Au moment où le Procureur général entamait la lecture de l’acte d’accusation, Constant Mutamba a fait son entrée dans la salle d’audience, s’excusant de son retard. Il a comparu « à titre conservatoire » et a été brièvement identifié avant que ses avocats ne soulèvent un préalable de forme : selon eux, la citation à comparaître aurait été irrégulière, car signifiée non par l’Officier du Ministère public — comme le prévoit la loi pour un justiciable bénéficiant du privilège de juridiction — mais par le greffier en chef.
Après un échange technique entre les avocats, l’Officier du Ministère public et les juges, la Cour a renvoyé l’affaire au 23 juillet 2025, sans entrer dans l’instruction proprement dite.
*Trois lectures possibles de l’évolution du dossier*
L’évolution de cette affaire pourrait prendre plusieurs trajectoires, chacune ayant des implications politiques et institutionnelles profondes :
1. Une instruction rapide et un procès équitable
Si la Cour décide de respecter strictement les principes du contradictoire et du droit à la défense, le procès pourrait établir la vérité sans précipitation. Ce serait un signal fort en faveur d’une justice indépendante et respectueuse des procédures.

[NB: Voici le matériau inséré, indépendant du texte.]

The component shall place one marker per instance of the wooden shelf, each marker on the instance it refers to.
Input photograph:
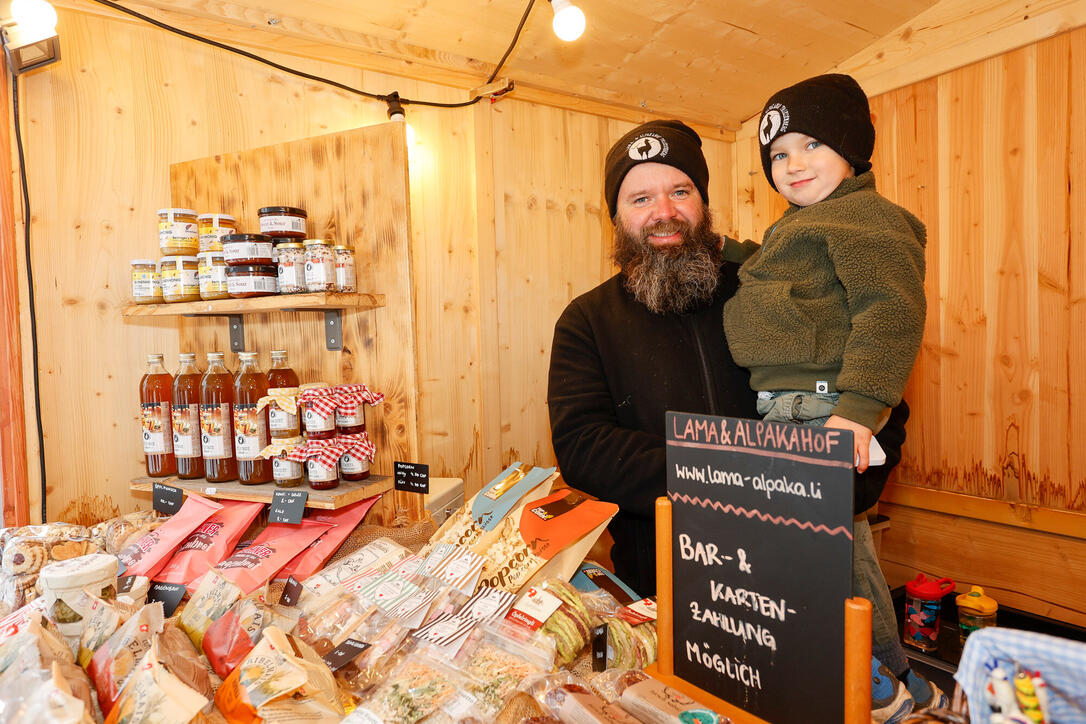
(257, 304)
(345, 494)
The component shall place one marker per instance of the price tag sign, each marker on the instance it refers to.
(288, 507)
(413, 478)
(166, 498)
(169, 594)
(343, 653)
(291, 593)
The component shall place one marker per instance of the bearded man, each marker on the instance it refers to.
(651, 339)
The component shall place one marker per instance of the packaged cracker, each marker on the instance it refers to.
(229, 639)
(214, 597)
(154, 695)
(343, 520)
(253, 566)
(475, 524)
(548, 538)
(210, 543)
(115, 660)
(149, 554)
(280, 675)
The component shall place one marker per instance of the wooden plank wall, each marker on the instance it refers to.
(506, 219)
(990, 156)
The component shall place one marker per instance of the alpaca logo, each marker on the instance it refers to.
(647, 145)
(774, 122)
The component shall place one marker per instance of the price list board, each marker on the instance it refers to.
(761, 556)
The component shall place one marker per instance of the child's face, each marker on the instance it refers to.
(805, 169)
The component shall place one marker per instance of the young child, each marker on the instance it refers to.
(830, 312)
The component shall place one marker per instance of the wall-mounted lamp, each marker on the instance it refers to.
(28, 33)
(568, 22)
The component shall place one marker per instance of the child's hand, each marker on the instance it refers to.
(861, 439)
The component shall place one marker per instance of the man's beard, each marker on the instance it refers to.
(670, 279)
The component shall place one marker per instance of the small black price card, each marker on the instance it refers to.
(291, 593)
(600, 648)
(288, 507)
(413, 478)
(343, 653)
(169, 594)
(166, 498)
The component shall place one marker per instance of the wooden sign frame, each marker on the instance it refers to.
(857, 640)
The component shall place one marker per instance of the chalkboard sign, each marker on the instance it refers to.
(761, 556)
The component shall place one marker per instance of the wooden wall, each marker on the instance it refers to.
(506, 227)
(992, 157)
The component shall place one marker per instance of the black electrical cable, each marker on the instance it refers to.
(308, 76)
(29, 289)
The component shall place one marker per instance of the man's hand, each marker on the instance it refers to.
(861, 439)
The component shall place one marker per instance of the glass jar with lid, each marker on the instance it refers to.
(282, 221)
(213, 227)
(178, 231)
(319, 266)
(291, 268)
(344, 269)
(146, 286)
(180, 278)
(212, 275)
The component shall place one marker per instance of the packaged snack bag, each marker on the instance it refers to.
(154, 695)
(279, 675)
(149, 554)
(548, 538)
(210, 544)
(314, 558)
(214, 597)
(115, 660)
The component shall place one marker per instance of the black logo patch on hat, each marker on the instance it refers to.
(774, 122)
(647, 145)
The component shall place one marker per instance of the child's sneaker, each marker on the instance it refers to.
(891, 702)
(924, 694)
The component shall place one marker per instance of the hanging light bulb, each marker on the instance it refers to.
(568, 20)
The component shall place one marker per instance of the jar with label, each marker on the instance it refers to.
(317, 402)
(63, 583)
(282, 413)
(253, 249)
(178, 231)
(288, 467)
(180, 278)
(282, 221)
(344, 269)
(357, 454)
(212, 276)
(213, 227)
(251, 280)
(319, 266)
(146, 287)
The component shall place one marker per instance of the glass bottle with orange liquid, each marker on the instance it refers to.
(250, 424)
(186, 417)
(216, 420)
(155, 392)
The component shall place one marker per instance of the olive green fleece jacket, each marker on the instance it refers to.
(835, 294)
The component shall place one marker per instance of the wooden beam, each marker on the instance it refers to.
(12, 422)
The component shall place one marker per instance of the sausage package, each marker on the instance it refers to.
(317, 554)
(210, 544)
(148, 554)
(254, 564)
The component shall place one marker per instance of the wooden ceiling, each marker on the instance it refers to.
(706, 61)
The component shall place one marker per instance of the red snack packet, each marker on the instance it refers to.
(254, 566)
(211, 543)
(149, 554)
(314, 558)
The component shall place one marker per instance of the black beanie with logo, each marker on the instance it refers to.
(670, 142)
(832, 109)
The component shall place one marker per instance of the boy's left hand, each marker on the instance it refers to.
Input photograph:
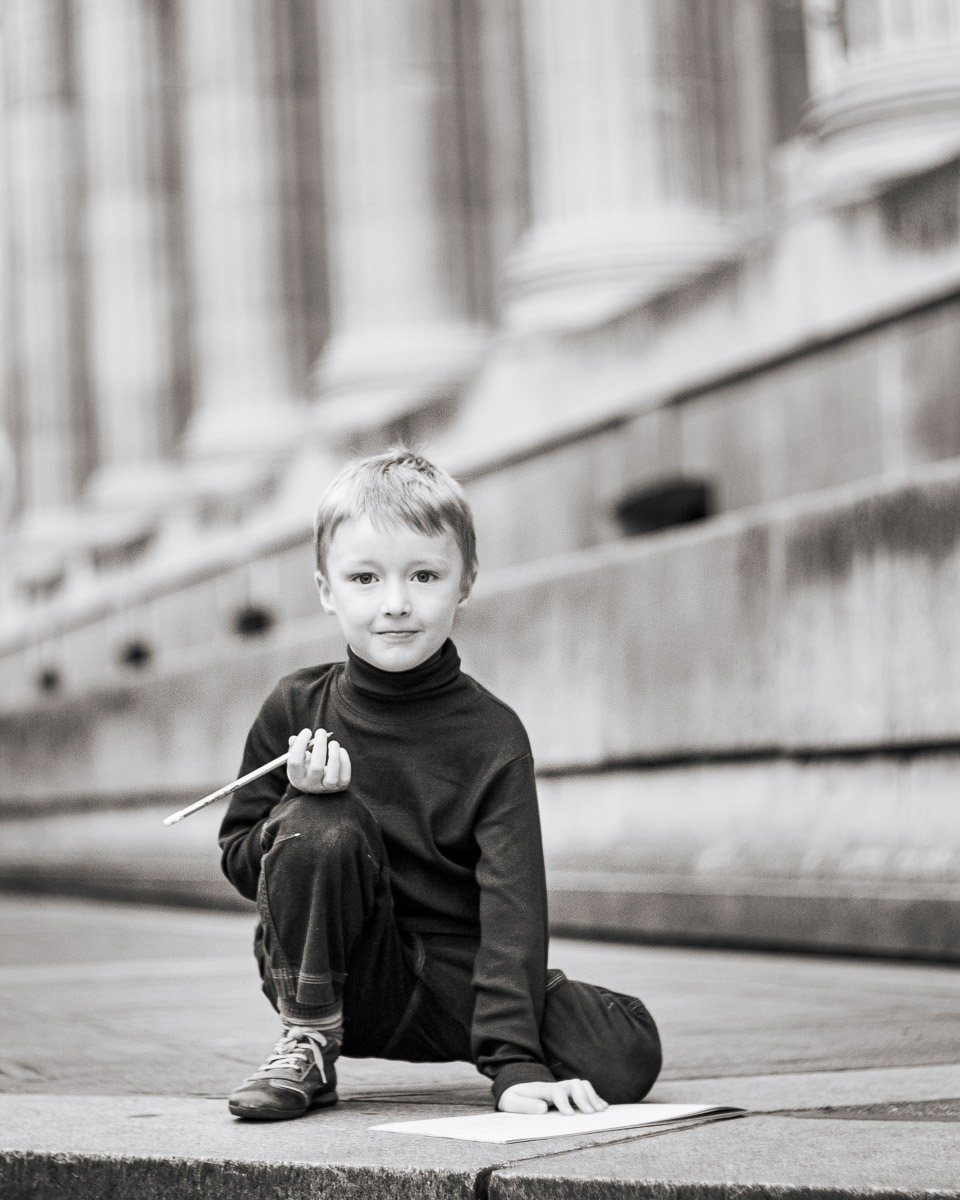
(534, 1098)
(325, 768)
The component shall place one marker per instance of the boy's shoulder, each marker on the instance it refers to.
(295, 687)
(496, 717)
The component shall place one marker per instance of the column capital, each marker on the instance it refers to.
(889, 105)
(371, 377)
(582, 271)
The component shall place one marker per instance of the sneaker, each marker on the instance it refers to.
(298, 1075)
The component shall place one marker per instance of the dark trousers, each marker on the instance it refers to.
(328, 937)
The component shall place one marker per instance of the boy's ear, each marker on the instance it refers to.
(327, 595)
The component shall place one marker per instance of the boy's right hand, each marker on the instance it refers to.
(325, 768)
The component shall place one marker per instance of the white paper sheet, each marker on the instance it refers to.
(504, 1127)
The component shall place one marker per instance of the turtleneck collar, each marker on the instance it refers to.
(431, 679)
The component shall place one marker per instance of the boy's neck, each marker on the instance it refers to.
(437, 672)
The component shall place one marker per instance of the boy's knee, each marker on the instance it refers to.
(591, 1032)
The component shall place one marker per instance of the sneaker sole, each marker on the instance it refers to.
(322, 1101)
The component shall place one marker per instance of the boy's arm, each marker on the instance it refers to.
(251, 805)
(510, 969)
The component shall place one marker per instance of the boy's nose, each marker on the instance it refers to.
(396, 601)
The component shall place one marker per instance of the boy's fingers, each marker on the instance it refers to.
(331, 769)
(298, 749)
(318, 754)
(581, 1097)
(599, 1103)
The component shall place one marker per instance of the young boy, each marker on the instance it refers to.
(396, 863)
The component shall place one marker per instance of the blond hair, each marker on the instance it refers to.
(397, 487)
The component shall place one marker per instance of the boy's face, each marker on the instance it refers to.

2. Un procès expéditif et une condamnation politique
Si les formes légales continuent à être contestées mais ignorées, et que l’instruction tourne court, une condamnation rapide de Constant Mutamba pourrait être perçue comme une manœuvre pour écarter une voix critique du régime, avec toutes les conséquences en termes de polarisation.
3. Un report prolongé ou une issue négociée
Dans un pays où les équilibres politiques sont fragiles, une issue de compromis, sous forme de reports successifs ou de manœuvres procédurales, pourrait vider le dossier de sa substance, sans jamais vraiment trancher. Cela affaiblirait à la fois la justice et la perception publique de l’État de droit.

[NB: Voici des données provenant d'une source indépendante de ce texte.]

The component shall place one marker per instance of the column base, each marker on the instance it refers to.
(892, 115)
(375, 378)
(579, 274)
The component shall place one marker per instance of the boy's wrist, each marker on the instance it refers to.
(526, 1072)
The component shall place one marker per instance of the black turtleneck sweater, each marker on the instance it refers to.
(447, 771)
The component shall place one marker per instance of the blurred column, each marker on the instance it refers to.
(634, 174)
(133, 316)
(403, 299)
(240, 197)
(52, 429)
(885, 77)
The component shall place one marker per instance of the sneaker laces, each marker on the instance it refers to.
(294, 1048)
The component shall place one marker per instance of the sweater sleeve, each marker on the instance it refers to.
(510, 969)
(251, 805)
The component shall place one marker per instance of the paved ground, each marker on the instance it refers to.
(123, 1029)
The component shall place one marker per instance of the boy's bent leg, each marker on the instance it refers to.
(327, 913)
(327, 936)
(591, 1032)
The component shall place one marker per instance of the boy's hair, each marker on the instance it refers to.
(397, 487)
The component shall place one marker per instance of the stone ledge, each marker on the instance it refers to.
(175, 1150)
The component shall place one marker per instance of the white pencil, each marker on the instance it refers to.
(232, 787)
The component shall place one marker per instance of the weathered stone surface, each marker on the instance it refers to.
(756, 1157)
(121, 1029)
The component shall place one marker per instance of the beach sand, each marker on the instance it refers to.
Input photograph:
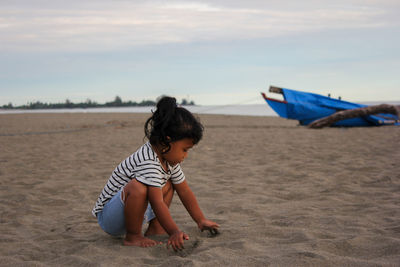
(283, 194)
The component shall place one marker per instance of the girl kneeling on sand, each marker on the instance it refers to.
(146, 180)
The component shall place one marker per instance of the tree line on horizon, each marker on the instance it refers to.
(88, 104)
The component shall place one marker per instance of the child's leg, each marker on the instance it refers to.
(155, 227)
(135, 198)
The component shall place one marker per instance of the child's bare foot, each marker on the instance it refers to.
(139, 241)
(155, 228)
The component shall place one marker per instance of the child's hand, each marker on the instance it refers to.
(176, 240)
(210, 226)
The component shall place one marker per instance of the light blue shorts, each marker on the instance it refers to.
(112, 220)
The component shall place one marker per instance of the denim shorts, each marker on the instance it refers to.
(112, 220)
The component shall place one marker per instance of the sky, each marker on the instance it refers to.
(211, 52)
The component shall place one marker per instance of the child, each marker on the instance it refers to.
(146, 181)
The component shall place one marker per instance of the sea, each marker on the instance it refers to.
(244, 110)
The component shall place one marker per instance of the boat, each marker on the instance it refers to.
(308, 107)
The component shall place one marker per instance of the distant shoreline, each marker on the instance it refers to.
(245, 110)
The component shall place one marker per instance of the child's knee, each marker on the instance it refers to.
(134, 188)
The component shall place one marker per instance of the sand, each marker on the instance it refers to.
(283, 194)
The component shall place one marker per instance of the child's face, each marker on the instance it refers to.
(179, 151)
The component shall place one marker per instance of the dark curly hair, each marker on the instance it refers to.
(170, 123)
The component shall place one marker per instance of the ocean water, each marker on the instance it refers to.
(245, 110)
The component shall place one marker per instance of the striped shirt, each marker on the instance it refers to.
(144, 166)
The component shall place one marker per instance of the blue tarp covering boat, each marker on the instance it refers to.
(308, 107)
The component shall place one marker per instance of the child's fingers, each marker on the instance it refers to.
(185, 236)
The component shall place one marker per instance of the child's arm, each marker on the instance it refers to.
(164, 217)
(189, 201)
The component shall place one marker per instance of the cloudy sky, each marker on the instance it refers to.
(211, 52)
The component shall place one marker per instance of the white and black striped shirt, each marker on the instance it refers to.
(144, 166)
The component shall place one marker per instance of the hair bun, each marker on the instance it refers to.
(166, 103)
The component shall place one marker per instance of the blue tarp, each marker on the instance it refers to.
(307, 107)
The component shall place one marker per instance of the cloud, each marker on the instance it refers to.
(101, 25)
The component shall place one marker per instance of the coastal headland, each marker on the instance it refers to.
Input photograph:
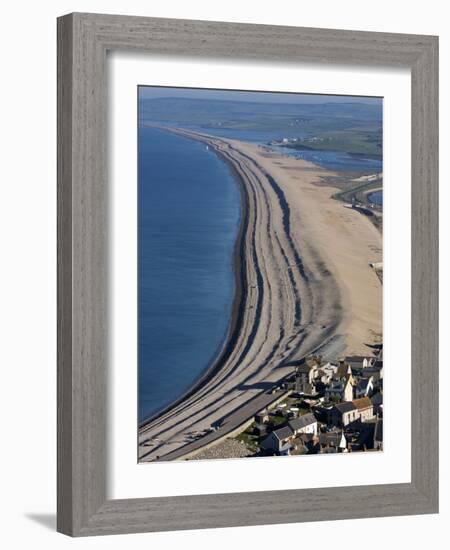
(303, 285)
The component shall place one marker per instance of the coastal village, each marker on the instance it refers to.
(327, 407)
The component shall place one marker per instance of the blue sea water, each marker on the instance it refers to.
(189, 211)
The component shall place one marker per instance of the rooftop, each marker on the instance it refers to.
(283, 433)
(347, 406)
(362, 403)
(302, 421)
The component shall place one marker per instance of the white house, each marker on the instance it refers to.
(306, 424)
(279, 441)
(364, 387)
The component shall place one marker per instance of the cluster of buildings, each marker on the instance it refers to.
(330, 407)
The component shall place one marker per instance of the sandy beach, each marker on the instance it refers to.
(303, 284)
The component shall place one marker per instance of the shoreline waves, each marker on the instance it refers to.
(288, 301)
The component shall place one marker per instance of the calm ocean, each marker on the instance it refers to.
(189, 210)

Un procès-test pour la justice congolaise
Au-delà de la personne de Mutamba, ce procès pose une question cruciale : la justice congolaise est-elle aujourd’hui capable de traiter des dossiers sensibles sans ingérence politique ? Car si les faits sont avérés, il est légitime que la loi s’applique pleinement. Mais si les irrégularités de procédure se multiplient, ou si l’affaire est instrumentalisée pour des fins politiques, alors ce procès pourrait devenir un précédent dangereux.

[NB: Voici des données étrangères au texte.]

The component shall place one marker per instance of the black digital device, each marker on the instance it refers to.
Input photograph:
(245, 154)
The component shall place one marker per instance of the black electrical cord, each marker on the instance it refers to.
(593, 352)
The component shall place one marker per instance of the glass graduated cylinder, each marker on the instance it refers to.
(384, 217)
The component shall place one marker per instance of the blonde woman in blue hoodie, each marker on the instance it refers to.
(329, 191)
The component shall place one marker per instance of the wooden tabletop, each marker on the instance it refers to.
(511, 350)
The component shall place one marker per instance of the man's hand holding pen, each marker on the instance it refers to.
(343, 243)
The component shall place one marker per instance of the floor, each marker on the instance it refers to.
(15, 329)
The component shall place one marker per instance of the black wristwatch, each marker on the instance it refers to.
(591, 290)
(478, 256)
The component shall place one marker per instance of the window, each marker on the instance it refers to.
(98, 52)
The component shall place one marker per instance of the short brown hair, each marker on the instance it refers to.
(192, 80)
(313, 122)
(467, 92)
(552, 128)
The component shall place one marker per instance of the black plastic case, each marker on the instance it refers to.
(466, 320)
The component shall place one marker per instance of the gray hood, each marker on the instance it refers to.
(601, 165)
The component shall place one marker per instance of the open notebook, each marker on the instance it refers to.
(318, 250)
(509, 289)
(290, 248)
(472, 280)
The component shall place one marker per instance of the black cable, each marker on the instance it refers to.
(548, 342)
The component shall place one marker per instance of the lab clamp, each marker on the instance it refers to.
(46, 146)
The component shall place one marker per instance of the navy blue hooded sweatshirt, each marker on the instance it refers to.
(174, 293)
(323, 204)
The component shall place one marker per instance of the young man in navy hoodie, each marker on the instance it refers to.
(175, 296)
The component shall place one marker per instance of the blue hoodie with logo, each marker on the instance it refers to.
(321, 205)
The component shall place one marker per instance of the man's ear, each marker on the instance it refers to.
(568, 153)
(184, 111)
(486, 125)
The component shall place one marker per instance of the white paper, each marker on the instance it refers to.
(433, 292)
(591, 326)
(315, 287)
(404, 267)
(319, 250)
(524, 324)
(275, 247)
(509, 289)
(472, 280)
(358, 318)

L’instruction, qui devrait commencer le 23 juillet, sera l’occasion de voir si les témoins seront appelés, si le prévenu sera entendu équitablement, et si les principes élémentaires du procès pénal seront respectés. Pour l’instant, rien n’est joué. Mais l’attention du public, des médias, et de la communauté internationale est désormais braquée sur la Cour de cassation, appelée à écrire l’un des chapitres les plus sensibles de la justice congolaise contemporaine.